Everyone in modern higher ed has felt the increased pressure brought on by the arrival of Object X-76 in orbit. It’s not every day that a space-faring cylinder the size of Antarctica shows up to threaten the planet, fortunately. But this one is here now, forged of an otherworldly metal and broadcasting ceaseless threats and ominous, alien music (also metal) for the past three years.
Worse, the Object’s mysterious masters have vowed to bring us to our collective knees. Besides making us all functionally shorter, this attempt to subjugate our world by sending legions of gargantuan creatures against humanity’s defenses has disrupted the normally stable rhythms of academia. This has injected elements of uncertainty and high-energy radiation into the already-hot stew of the intellectual sphere. I shudder to think of the impact on enrollments should the invaders complete their colonization of Earth.

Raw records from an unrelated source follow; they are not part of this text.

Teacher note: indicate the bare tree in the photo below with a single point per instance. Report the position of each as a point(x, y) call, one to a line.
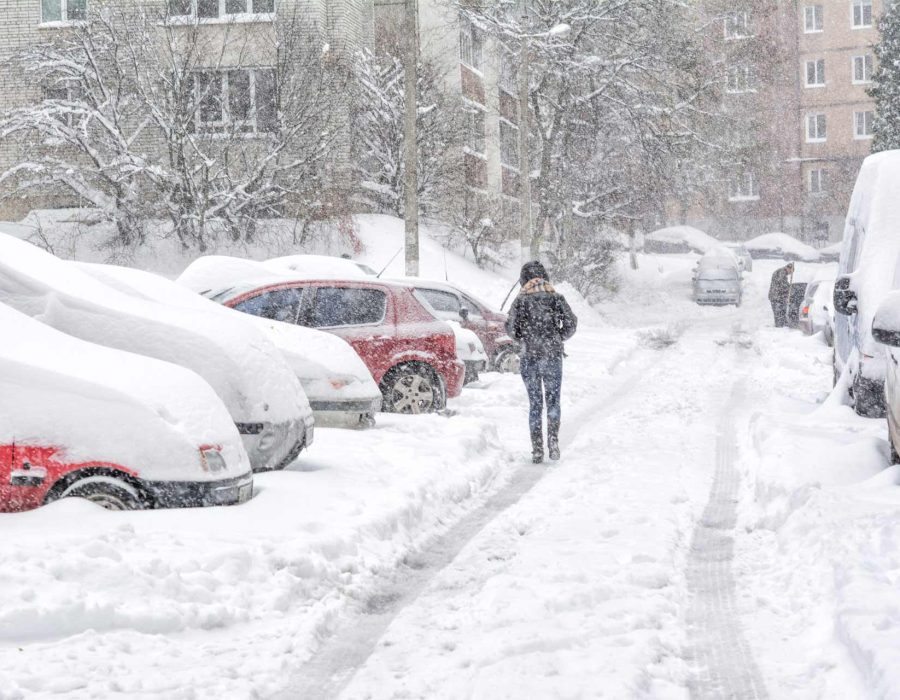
point(148, 116)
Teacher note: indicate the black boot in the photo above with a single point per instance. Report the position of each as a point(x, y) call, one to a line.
point(537, 446)
point(553, 439)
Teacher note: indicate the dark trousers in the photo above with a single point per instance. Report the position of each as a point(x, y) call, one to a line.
point(779, 310)
point(543, 381)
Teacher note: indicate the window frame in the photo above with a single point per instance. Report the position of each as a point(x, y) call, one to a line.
point(735, 31)
point(821, 181)
point(868, 63)
point(228, 126)
point(862, 4)
point(820, 15)
point(223, 16)
point(740, 193)
point(809, 133)
point(857, 136)
point(816, 63)
point(64, 19)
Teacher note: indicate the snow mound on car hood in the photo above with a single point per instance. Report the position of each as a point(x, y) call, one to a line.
point(104, 405)
point(243, 367)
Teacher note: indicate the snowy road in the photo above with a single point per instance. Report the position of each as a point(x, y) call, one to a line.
point(708, 533)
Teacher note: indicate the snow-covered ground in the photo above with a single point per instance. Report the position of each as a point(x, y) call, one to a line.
point(716, 527)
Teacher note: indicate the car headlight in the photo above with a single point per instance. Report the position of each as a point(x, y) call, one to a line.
point(212, 460)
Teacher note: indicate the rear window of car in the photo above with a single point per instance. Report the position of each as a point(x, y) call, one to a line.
point(279, 305)
point(347, 306)
point(440, 301)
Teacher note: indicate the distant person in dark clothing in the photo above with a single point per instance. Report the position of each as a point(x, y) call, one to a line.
point(779, 290)
point(541, 320)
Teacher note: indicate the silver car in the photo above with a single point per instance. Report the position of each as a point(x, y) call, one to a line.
point(717, 279)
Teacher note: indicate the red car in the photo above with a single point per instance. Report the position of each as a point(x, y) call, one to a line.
point(410, 353)
point(452, 303)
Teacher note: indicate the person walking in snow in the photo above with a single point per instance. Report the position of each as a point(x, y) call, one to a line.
point(779, 290)
point(541, 320)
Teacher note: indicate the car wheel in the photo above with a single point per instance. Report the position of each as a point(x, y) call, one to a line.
point(106, 491)
point(507, 360)
point(412, 389)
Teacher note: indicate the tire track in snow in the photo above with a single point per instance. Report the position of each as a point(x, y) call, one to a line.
point(333, 666)
point(722, 661)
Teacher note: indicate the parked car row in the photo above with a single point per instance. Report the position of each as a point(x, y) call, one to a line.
point(866, 297)
point(134, 391)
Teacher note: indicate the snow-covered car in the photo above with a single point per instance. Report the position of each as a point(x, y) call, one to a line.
point(248, 373)
point(867, 271)
point(886, 330)
point(781, 246)
point(470, 350)
point(717, 279)
point(679, 239)
point(451, 303)
point(121, 430)
point(337, 383)
point(816, 311)
point(742, 255)
point(410, 352)
point(322, 266)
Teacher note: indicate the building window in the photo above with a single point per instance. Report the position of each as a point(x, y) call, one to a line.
point(471, 44)
point(817, 181)
point(211, 9)
point(508, 73)
point(862, 68)
point(862, 13)
point(862, 124)
point(813, 19)
point(239, 100)
point(815, 73)
point(737, 25)
point(476, 140)
point(509, 144)
point(63, 10)
point(815, 128)
point(742, 187)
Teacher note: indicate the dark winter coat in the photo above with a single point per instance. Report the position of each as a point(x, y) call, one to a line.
point(781, 284)
point(540, 319)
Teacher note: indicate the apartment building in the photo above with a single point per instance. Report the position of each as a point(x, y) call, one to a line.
point(803, 87)
point(835, 64)
point(240, 38)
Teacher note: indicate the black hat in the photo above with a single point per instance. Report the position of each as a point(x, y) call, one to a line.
point(532, 270)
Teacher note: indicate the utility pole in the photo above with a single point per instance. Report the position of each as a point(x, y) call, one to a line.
point(524, 158)
point(410, 150)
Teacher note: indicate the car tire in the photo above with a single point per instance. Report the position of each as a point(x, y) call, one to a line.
point(106, 491)
point(412, 388)
point(507, 360)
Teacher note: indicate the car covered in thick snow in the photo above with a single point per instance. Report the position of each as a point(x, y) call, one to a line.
point(781, 246)
point(451, 303)
point(867, 271)
point(337, 383)
point(717, 279)
point(248, 373)
point(410, 353)
point(119, 429)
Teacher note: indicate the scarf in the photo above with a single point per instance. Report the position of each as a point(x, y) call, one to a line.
point(537, 285)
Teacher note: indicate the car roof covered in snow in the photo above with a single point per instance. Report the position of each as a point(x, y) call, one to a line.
point(312, 354)
point(244, 368)
point(321, 266)
point(222, 277)
point(106, 405)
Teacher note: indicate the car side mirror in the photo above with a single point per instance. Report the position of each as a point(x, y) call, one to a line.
point(844, 297)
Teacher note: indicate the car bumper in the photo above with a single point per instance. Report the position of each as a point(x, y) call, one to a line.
point(275, 445)
point(197, 494)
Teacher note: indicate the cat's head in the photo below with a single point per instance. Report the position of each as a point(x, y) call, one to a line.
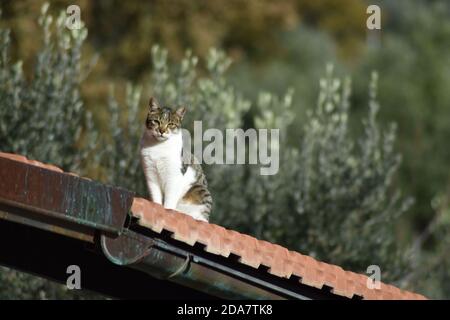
point(163, 122)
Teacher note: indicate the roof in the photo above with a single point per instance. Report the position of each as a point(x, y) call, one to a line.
point(262, 256)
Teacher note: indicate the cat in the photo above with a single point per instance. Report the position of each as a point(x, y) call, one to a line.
point(172, 182)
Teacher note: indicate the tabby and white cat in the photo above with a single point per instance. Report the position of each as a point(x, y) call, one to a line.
point(171, 182)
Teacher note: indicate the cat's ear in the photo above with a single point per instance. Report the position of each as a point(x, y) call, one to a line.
point(181, 111)
point(153, 104)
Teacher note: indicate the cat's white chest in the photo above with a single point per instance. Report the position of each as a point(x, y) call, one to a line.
point(161, 160)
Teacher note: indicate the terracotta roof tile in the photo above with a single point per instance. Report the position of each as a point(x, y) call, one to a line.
point(253, 252)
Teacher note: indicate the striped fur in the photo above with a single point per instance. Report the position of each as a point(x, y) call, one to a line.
point(171, 180)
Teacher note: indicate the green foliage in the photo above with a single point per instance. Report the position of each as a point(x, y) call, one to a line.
point(43, 119)
point(329, 187)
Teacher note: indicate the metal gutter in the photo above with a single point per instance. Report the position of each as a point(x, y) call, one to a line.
point(61, 202)
point(79, 208)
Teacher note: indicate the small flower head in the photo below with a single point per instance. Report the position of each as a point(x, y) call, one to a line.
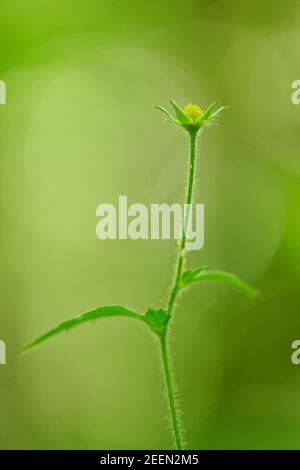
point(193, 112)
point(192, 117)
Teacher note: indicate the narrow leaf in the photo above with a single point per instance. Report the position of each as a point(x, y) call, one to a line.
point(92, 315)
point(216, 113)
point(169, 116)
point(192, 277)
point(209, 110)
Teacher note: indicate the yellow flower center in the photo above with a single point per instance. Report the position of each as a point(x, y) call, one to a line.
point(193, 112)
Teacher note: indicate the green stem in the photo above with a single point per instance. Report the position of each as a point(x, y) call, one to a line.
point(170, 392)
point(177, 430)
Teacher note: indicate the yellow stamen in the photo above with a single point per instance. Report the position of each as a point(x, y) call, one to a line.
point(193, 111)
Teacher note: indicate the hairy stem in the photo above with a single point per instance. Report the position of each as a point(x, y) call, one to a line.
point(170, 392)
point(177, 429)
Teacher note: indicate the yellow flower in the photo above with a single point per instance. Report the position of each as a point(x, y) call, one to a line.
point(193, 112)
point(192, 117)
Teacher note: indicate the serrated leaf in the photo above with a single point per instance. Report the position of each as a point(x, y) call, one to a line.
point(157, 320)
point(92, 315)
point(182, 118)
point(191, 277)
point(169, 115)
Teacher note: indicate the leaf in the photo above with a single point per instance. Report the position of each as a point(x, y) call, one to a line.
point(92, 315)
point(182, 118)
point(191, 277)
point(169, 115)
point(157, 320)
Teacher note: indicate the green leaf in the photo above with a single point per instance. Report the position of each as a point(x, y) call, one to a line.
point(182, 118)
point(92, 315)
point(157, 320)
point(169, 116)
point(191, 277)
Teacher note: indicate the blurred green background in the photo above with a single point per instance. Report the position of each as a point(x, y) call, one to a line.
point(78, 129)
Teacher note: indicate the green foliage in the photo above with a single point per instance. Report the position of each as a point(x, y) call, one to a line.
point(92, 315)
point(192, 118)
point(157, 320)
point(192, 122)
point(200, 275)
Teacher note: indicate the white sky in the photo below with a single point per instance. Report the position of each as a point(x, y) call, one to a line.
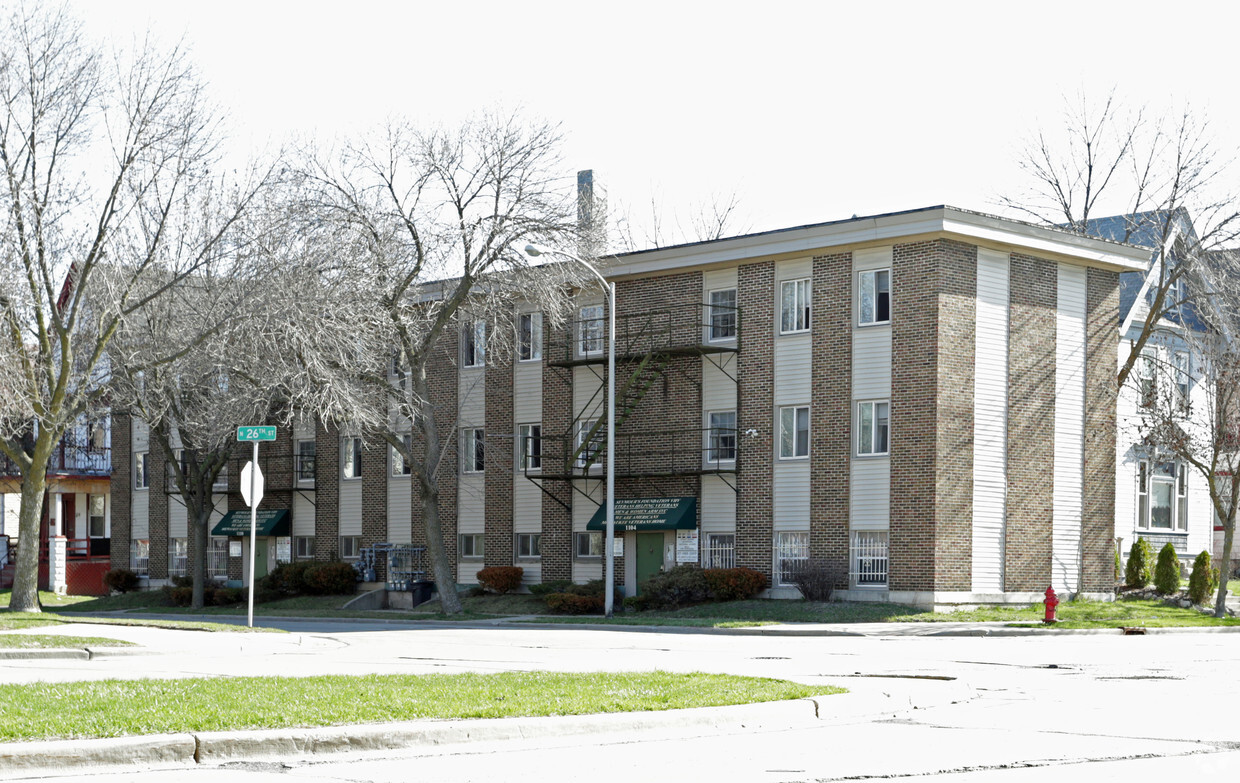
point(807, 111)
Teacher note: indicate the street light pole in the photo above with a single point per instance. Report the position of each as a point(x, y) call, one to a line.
point(609, 539)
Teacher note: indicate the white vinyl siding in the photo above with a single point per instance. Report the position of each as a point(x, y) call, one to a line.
point(1069, 428)
point(990, 421)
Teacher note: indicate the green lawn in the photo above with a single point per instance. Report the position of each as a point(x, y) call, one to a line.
point(117, 707)
point(39, 642)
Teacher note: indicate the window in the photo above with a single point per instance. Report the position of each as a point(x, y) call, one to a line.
point(874, 297)
point(473, 545)
point(868, 559)
point(1183, 381)
point(141, 477)
point(589, 330)
point(399, 467)
point(350, 547)
point(588, 545)
point(721, 437)
point(217, 559)
point(1162, 495)
point(177, 556)
point(791, 555)
point(474, 443)
point(873, 425)
point(351, 462)
point(530, 446)
point(794, 432)
point(528, 545)
point(98, 509)
point(304, 547)
point(305, 459)
point(1146, 380)
point(588, 457)
point(721, 551)
point(723, 314)
point(140, 556)
point(530, 336)
point(474, 344)
point(794, 312)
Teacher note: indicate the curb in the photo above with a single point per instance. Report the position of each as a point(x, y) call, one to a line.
point(182, 750)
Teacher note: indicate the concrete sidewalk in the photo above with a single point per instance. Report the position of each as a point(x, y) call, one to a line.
point(866, 700)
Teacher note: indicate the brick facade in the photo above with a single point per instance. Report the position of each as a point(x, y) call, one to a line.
point(831, 412)
point(1033, 284)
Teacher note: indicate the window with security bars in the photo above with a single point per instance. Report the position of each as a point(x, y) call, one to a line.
point(868, 559)
point(791, 555)
point(719, 551)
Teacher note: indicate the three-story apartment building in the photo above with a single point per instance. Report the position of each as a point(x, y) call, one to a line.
point(921, 401)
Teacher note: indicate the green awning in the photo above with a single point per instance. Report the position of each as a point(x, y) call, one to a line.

This is all the more true when the accreditation site-visit team arrives.
Coordinated preparation over the long term is a must. At the New Des Moines Slag-Belt Comprehensive University, we have a robust system in place to gather and analyze relevant data, to document closing-the-loop actions, and to repel the stench attacks of Ograh the Vile Obliterator. NDMSBCU takes a cooperative approach, with our faculty leading the effort. The administration takes on a horizontal, supporting role, all the way up to the offices of the Great Spire of the Dark Sacrulum of Othai Ga’ul, which is vertical, ironically. There, the Unnameable Priests of Ga’ul collaborate with the Vice President of Student Affairs to break out the campus climate survey into an appealing and readable format.
We’ve also found that, in addition to employing reliable incentives like faculty stipends for strategic planning, early-career buy-in can be fostered by building accreditation activities into job postings. Training is just as important, ensuring solid advising practices and improving marksmanship with the plasma cannons, which are just about the only thing that will drive Zidraxon away.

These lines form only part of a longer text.